Здравствуй, о жалкий раб цивилизации, умствующий червь, пожирающий свежий белый хлеб со сливочным маслом, скворчащие глазуньи с зеленым лучком и помидорами, возмутительно ароматные щи и оскорбительно сочные котлеты, и все это — из омерзительно чистых тарелок, пьющий лимонад и вино из преступно прозрачных стаканов, спящий на классово чуждых мягких матрасах и злобно хрустящих крахмальных простынях и при этом имеющий полную возможность писать мне письма на, как и следует из названия этого предмета мебели, письменном столе (я же сейчас пишу, положив бумагу на лопату, в ожидании, когда комбайн — да отвалится у него главная шестерня — наберет полный бункер зерна). Я вряд ли сумею закончить письмо в один сеанс. Начну с того, как нас (204 штуки) перегрузили из пульманов в грузовики. Когда мы в бане смыли верхний слой грязи, нашу группу — 14 студентов — привели в домишко, до ужаса вонючий и захламленный, где жили уже человек 20 местных, и разместили в два этажа на нарах.

На следующий день мы начали работать: заполнять веялку зерном (вручную, а рядом стоял автопогрузчик). А вчера, загрузив зерном бричку, я собрался было отдохнуть, но возчик закурил и невозмутимо сказал мне — «вези». Я знал не так уж много: нужно взять в руки вожжи, причмокнуть и сказать «Н-о-о!». Так я и сделал. Взял, причмокнул, сказал. Еще раз причмокнул и сказал. Тишина. «Ну, е… вашу, кони, мать!» — взревел возчик, и они, кони, пошли. Надо сказать, что матерятся здесь своеобразно: непременно указывается, о чьей матери идет речь, одним местоимением не ограничиваются. Причем угроза может распространяться и на родительниц неодушевленных предметов: сена, ведра, полена, лопаты и проч. «Е… твою, лопата, мать!» — вполне обычное дело.

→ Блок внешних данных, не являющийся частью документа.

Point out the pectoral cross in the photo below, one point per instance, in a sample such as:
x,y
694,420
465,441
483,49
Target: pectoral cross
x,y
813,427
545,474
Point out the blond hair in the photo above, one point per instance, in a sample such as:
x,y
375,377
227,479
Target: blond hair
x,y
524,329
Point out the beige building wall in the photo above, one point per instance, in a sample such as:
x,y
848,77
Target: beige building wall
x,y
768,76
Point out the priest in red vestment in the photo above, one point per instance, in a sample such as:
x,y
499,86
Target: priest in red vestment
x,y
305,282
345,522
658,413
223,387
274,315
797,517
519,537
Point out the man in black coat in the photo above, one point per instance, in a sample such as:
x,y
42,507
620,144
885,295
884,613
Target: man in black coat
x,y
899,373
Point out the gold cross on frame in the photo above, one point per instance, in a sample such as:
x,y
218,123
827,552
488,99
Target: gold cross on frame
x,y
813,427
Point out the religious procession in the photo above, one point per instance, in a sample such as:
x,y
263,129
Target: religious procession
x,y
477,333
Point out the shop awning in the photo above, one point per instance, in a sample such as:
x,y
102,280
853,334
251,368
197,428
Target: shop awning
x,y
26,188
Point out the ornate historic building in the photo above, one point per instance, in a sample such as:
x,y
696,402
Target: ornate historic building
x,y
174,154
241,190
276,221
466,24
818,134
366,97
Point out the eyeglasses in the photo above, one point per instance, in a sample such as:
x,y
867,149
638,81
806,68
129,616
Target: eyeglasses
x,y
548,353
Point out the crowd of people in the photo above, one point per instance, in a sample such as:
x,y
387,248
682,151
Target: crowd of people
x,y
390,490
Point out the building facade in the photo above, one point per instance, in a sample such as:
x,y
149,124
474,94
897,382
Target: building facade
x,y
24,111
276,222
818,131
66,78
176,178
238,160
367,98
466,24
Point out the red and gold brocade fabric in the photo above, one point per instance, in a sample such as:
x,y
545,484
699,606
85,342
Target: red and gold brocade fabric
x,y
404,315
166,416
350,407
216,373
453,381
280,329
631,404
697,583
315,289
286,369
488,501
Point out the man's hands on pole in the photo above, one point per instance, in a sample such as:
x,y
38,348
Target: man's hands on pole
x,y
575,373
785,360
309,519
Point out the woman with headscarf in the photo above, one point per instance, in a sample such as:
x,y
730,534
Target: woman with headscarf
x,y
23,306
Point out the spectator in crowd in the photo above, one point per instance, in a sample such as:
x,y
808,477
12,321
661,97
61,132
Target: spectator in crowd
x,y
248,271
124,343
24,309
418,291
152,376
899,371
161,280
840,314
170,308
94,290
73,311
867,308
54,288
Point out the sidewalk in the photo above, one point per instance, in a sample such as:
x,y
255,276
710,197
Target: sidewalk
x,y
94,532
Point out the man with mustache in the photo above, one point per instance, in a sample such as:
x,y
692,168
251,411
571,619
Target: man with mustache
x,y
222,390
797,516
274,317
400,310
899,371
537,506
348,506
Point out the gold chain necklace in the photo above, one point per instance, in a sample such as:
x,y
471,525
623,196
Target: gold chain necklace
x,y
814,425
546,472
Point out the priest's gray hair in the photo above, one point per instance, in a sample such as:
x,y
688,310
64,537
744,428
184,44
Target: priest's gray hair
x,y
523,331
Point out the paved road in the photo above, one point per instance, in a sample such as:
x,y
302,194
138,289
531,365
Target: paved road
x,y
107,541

Возить зерно на бричках — моя любимая работа. Везти приходится за 6 км — едешь себе и наслаждаешься видом степи. Попробовал я съездить верхом на центральную усадьбу, под дружный хохот местных протрясся с сотню метров и вернулся. Ой, гудит проклятый, зовет, мать его, комбайна.

Вчера не удалось дописать письмо, продолжаю.

Весь день работал на скирдовке, грузил возы с сеном. Сейчас отдыхаем. Вообще, я рад, что поехал сюда. Во-первых, многому научился, во-вторых — красота. В письме трудно описать, когда приеду — попробую рассказать. Здесь у нас идет соревнование, кто больше наработал. За четыре дня я заработал девять трудодней и пока на втором месте. Работаем по 12 часов в сутки, не меньше. Устаю, конечно. К тому же нас кормят главным образом ненавистным мне подсолнечным маслом. Мы его едим, смазываем им сапоги и цыпки на руках. Разве что ванны не принимаем.

Привет маме, бабушке, Светлане.

Возвращаемся в Москву в человеческих вагонах, разливаем Юркин тройной одеколон (еще в зоне сухого закона) и слышим по радио: запущен первый в мире искусственный спутник Земли.